« L’Origine du monde », de battre son cœur s’est arrêté


Alors que son couple bat de l’aile, Jean-Louis se rend soudain compte que son cœur ne bat plus. Son ami Michel, vétérinaire, est formel, pourtant Jean-Louis n’est pas mort. Mais la coach de vie de sa femme lui prédit qu’il périra dans 3 jours à moins de lui apporter une photo un peu particulière…
On ne peut pas vraiment dire qu’on n’était pas prévenu(e)s : le résumé de L’Origine du monde était déjà totalement disjoncté et promettait une certaine dose de bizarrerie. Mais au moment d’écrire cet article, on a failli taper « L’Origine du mal » (ah non, ça ce sera le prochain film de Sébastien Marnier, attendu en 2022), et le lapsus a du sens.

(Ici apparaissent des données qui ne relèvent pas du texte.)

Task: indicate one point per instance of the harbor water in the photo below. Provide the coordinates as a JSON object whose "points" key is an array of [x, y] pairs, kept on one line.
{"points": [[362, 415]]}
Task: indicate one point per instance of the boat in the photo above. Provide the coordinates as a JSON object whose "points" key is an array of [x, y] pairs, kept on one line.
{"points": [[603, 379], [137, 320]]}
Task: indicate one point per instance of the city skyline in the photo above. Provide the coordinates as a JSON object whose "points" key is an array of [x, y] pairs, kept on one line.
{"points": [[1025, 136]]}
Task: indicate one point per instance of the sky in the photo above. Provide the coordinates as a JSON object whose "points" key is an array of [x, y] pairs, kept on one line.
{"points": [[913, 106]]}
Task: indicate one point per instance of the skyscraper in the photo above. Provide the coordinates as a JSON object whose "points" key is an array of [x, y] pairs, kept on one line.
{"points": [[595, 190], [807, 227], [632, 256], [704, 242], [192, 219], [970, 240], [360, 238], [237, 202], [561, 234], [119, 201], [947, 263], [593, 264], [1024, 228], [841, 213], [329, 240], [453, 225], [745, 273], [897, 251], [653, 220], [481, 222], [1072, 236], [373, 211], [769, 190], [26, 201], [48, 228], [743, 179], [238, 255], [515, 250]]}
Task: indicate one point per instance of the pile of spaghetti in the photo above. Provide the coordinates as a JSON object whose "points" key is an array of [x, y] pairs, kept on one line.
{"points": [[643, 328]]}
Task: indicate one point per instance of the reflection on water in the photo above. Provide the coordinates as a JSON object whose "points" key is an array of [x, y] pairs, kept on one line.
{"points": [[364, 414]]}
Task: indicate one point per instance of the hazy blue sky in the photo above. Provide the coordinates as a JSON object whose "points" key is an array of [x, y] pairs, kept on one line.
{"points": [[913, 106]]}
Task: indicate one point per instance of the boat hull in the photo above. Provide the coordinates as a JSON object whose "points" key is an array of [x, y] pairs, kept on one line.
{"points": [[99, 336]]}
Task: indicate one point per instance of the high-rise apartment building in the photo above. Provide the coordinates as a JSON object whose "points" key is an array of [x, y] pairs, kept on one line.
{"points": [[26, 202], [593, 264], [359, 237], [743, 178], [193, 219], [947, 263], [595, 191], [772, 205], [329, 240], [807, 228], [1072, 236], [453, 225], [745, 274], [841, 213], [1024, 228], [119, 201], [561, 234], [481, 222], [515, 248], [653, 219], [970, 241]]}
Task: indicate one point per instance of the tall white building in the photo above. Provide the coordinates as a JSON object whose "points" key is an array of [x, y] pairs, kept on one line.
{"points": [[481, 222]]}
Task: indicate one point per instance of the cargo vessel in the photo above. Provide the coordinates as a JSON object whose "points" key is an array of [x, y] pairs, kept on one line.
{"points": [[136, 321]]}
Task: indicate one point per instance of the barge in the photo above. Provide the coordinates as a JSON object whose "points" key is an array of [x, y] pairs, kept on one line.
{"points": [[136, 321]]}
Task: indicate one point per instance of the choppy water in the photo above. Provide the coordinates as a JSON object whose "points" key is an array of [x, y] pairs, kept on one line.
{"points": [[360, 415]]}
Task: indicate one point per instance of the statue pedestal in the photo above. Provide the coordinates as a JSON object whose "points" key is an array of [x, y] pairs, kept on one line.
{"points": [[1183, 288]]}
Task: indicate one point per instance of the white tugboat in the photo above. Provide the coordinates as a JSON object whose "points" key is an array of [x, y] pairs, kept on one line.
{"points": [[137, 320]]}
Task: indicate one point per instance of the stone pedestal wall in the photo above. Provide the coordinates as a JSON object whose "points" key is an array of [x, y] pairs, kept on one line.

Au départ, le film se pare des atours d’une classique comédie sur un couple bourgeois passé à la moulinette de la routine : après 17 ans ensemble, elle simule, il ne jouit plus, chacun(e) est agacée par les manies de l’autre, bref, que reste-t-il à sauver à part les apparences (encore un film avec Karin Viard dans un couple bourgeois à la dérive) ? Celles-ci tiennent visiblement une grande place dans la vie de Jean-Louis et Valérie, dont l’appartement n’est qu’un étalage de signes extérieurs de richesse.
Mais dans ce décor calibré pour une comédie française moyenne, surgit un élément de fantastique : le cœur de Jean-Louis cesse de battre, donnant lieu à un élan de panique. Cet élément perturbateur propulse le film à un autre niveau : alors que Jean-Louis confiait à son meilleur ami qu’il avait l’impression de vivre dans un mensonge, de se voir agir comme dans un mauvais rêve, toute la suite du film se mue en un long cauchemar. Pour le personnage d’abord, qui ne sait plus très bien s’il est mort ou vif et se voit confronté à tout ce qu’il déteste : la coach de sa femme, dont les méthodes et le jargon occulte lui arrachent des sourires narquois, et puis sa mère, avec laquelle sans trop qu’on sache pourquoi il n’a plus de relations. Au cauchemar de Jean-Louis s’ajoutent des mauvais rêves nocturnes qui débutent sous la douche du club de sport où il a pris conscience de son absence de pouls, et l’embarquent dans des scénarii freudiens où sa mère et sa femme se confondent.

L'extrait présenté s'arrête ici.